Quant à l’article L.312-33 du code précité, il énonce :

 

« Le prêteur ou le bailleur qui ne respecte pas l’une des obligations prévues aux articles L. 312-7 et L. 312-8, à l’article L. 312-14, deuxième alinéa, ou à l’article L. 312-26 sera puni d’une amende de 150 000 euros.

 

Le prêteur qui fait souscrire par l’emprunteur ou les cautions déclarées, ou reçoit de leur part l’acceptation de l’offre sans que celle-ci comporte de date ou dans le cas où elle comporte une date fausse de nature à faire croire qu’elle a été donnée après expiration du délai de dix jours prescrit à l’article L. 312-10, sera puni d’une amende de 300 000 euros.

 

La même peine sera applicable au bailleur qui fait souscrire par le preneur ou qui reçoit de sa part l’acceptation de l’offre sans que celle-ci comporte de date ou dans le cas où elle comporte une date fausse de nature à faire croire qu’elle a été donnée après l’expiration du délai de dix jours prescrit à l’article L. 312-27.

 

Les personnes physiques déclarées coupables encourent également à titre de peines complémentaires l’interdiction, suivant les modalités prévues à l’article 131-27 du code pénal, soit d’exercer une fonction publique ou d’exercer l’activité professionnelle ou sociale dans l’exercice ou à l’occasion de l’exercice de laquelle l’infraction a été commise, soit d’exercer une profession commerciale ou industrielle, de diriger, d’administrer, de gérer ou de contrôler à un titre quelconque, directement ou indirectement, pour leur propre compte ou pour le compte d’autrui, une entreprise commerciale ou industrielle ou une société commerciale.

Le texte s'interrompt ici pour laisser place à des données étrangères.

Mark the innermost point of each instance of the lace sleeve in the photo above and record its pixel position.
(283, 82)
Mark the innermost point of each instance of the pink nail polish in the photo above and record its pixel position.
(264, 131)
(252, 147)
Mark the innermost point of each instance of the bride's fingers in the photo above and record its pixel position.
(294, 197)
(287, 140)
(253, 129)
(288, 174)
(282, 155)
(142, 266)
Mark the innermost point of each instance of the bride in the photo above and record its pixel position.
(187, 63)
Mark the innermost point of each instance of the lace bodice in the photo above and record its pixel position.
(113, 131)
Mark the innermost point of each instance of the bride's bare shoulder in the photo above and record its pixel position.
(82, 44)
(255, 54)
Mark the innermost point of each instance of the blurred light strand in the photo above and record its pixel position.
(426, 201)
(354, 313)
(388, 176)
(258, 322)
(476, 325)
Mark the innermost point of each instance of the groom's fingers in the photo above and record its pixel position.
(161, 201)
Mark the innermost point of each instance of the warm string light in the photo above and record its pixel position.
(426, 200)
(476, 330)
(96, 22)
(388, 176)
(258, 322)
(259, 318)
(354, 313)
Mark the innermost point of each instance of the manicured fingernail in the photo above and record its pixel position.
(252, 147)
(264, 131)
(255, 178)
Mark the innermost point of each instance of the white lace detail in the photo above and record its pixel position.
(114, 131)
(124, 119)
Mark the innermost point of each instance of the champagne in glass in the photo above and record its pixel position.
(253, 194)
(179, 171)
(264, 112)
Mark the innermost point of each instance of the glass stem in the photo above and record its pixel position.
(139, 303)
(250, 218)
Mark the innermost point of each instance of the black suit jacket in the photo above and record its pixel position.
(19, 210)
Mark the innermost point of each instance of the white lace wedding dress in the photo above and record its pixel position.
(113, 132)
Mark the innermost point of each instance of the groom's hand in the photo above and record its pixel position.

Ces interdictions d’exercice ne peuvent excéder une durée de cinq ans. Elles peuvent être prononcées cumulativement.

 

Dans les cas prévus aux alinéas précédents, le prêteur ou le bailleur pourra en outre être déchu du droit aux intérêts, en totalité ou dans la proportion fixée par le juge ».

 

De la combinaison de ces deux textes, la Cour de Cassation juge, que la déchéance du droit aux intérêts est encourue par le prêteur qui omet d’énoncer dans l’offre de prêt immobilier, en évaluant son coût, la sureté réelle qu’elle exige pour accorder le prêt.

 

Voici ce que la Cour de Cassation a jugé :

 

« Qu’en statuant ainsi, alors que l’offre de prêt du 21 avril 2005, dont l’acte notarié du 3 juin 2005 mentionne l’acceptation par l’emprunteur, se borne à énoncer que le coût approximatif de la garantie, qui conditionne la conclusion du prêt, est nul, quand l’inscription d’un privilège de prêteur de deniers entraîne nécessairement des frais susceptibles d’être évalués, la cour d’appel a violé les textes susvisés ; »

 

En conclusion, il n’y a pas de petites économies et les erreurs de la banque peuvent lui couter en revanche très chers !!!!!